Good tests should only fail because the code they test is wrong. Therefore, most tests should be ‘unit’ tests. Integration tests can fail for many reasons so they are undesirable. However, the value of a small number of integration tests is extremely high, as they show that the system functions together as a unit. Start with a small number of end-to-end integration tests, then favour small, focused unit tests.

Code for Testing

Write code that is easy to test. The easiest code to test is code that transforms an input to an output, e.g. a function. Separate computation from side effects, and test the computation (testing side effects pushes you into an integration test). Although this is counterintuitive it leaves more testable and maintainable code that is also more reusable (via composition). It is a happy coincidence that good code and testabe code happen to be the same thing.

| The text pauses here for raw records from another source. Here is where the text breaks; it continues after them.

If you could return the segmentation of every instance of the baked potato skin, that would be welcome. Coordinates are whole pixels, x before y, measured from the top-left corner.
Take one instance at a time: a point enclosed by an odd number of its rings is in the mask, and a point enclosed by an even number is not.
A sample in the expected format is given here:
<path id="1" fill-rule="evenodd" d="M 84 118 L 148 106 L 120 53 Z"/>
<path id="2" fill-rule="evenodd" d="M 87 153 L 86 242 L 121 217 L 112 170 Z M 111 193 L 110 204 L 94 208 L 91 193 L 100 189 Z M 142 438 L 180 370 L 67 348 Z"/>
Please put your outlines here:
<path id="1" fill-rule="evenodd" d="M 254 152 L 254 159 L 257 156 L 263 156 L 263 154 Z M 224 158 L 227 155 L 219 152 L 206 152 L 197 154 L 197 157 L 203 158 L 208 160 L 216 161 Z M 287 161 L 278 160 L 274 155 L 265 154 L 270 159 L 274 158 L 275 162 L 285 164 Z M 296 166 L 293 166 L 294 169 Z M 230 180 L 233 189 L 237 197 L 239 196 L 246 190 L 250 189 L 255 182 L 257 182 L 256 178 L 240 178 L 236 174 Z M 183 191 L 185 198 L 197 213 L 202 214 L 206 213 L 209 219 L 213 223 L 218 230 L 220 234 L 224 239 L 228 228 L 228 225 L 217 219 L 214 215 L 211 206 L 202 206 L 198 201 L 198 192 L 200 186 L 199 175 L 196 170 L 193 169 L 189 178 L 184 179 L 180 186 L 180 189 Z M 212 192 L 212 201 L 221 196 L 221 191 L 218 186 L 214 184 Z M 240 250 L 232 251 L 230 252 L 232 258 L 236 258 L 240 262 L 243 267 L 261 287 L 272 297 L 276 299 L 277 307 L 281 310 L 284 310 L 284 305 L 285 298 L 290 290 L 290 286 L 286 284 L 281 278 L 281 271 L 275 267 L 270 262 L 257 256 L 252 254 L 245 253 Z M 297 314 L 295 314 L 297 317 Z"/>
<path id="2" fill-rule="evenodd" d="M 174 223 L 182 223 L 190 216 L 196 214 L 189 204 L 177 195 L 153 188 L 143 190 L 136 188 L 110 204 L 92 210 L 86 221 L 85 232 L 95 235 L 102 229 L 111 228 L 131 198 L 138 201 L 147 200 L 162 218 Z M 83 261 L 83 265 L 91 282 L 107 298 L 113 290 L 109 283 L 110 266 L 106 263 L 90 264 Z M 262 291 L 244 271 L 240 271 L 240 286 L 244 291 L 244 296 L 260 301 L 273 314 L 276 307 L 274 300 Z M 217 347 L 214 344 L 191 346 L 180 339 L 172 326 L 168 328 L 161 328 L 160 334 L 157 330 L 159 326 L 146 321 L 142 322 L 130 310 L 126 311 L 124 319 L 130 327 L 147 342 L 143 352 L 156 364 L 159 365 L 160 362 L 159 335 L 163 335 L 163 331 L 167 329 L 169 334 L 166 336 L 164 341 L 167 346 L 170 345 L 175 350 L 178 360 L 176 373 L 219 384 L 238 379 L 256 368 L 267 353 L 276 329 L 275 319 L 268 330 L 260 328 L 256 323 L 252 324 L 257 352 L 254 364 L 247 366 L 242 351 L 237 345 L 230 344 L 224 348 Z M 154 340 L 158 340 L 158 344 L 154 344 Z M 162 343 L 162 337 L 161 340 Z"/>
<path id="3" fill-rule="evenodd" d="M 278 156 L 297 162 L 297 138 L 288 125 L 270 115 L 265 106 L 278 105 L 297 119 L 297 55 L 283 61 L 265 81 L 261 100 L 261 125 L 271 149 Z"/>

Here is an example of how computation and side effects are commonly mixed:

if (new Date().getHours() > 11) {
    console.log("Good afternoon");
} else {
    console.log("Good morning");
}

Accessing the current date via new Date() is a side effect that introduces a hidden variable that a test cannot control. Producing a result via console.log similarly prevents a test from evaluating behaviour. The computation here is choosing a greeting based on the time of day, so extract that and test it.

A better version is:

// this is a testable function
function chooseGreeting(hourOfDay) {
  let isAfternoon = hourOfDay > 11;
  return isAfternoon 
    ? "Good afternoon"
    : "Good morning";    
}

// group the side effects together
console.log(chooseGreeting(new Date().getHours()));

Test Execution

The goal is to know as early as possible when a mistake has been made. This is one reason why a good type system is surperior to any testing. I like to say,

every test is an admission of failure.

What I mean is that any other technique for preventing errors is surperior to testing. This could be a static type checker, design-by-contract, transactions or some particular design. When those techniques have been exhausted then we must fallback to testing.

The strength of testing is its flexibility to detect any type of errors (not just type errors). The weakness of testing is its inability to give any information about anything other than the exact scenario tested (hence the power of property testing).

To receive the test results as early as possible it is helpful to have a system that runs the tests when changes are detected that may change the test results. Since tests are primarily a function of source code this is usually implemented via a file system watcher that detects changes to the tests or the code that they test, and reruns the tests.

Each developer should check the tests, and not commit code that causes a test to fail, however, human discipline is flawed and we should only rely upon it when there is no alternative. In the case of testing the usual solution is to make test execution part of the continuous integration build process triggered by every code commit to the shared main branch, which should happen at least once every day. This guarantees that all deployment candidates have passed all tests.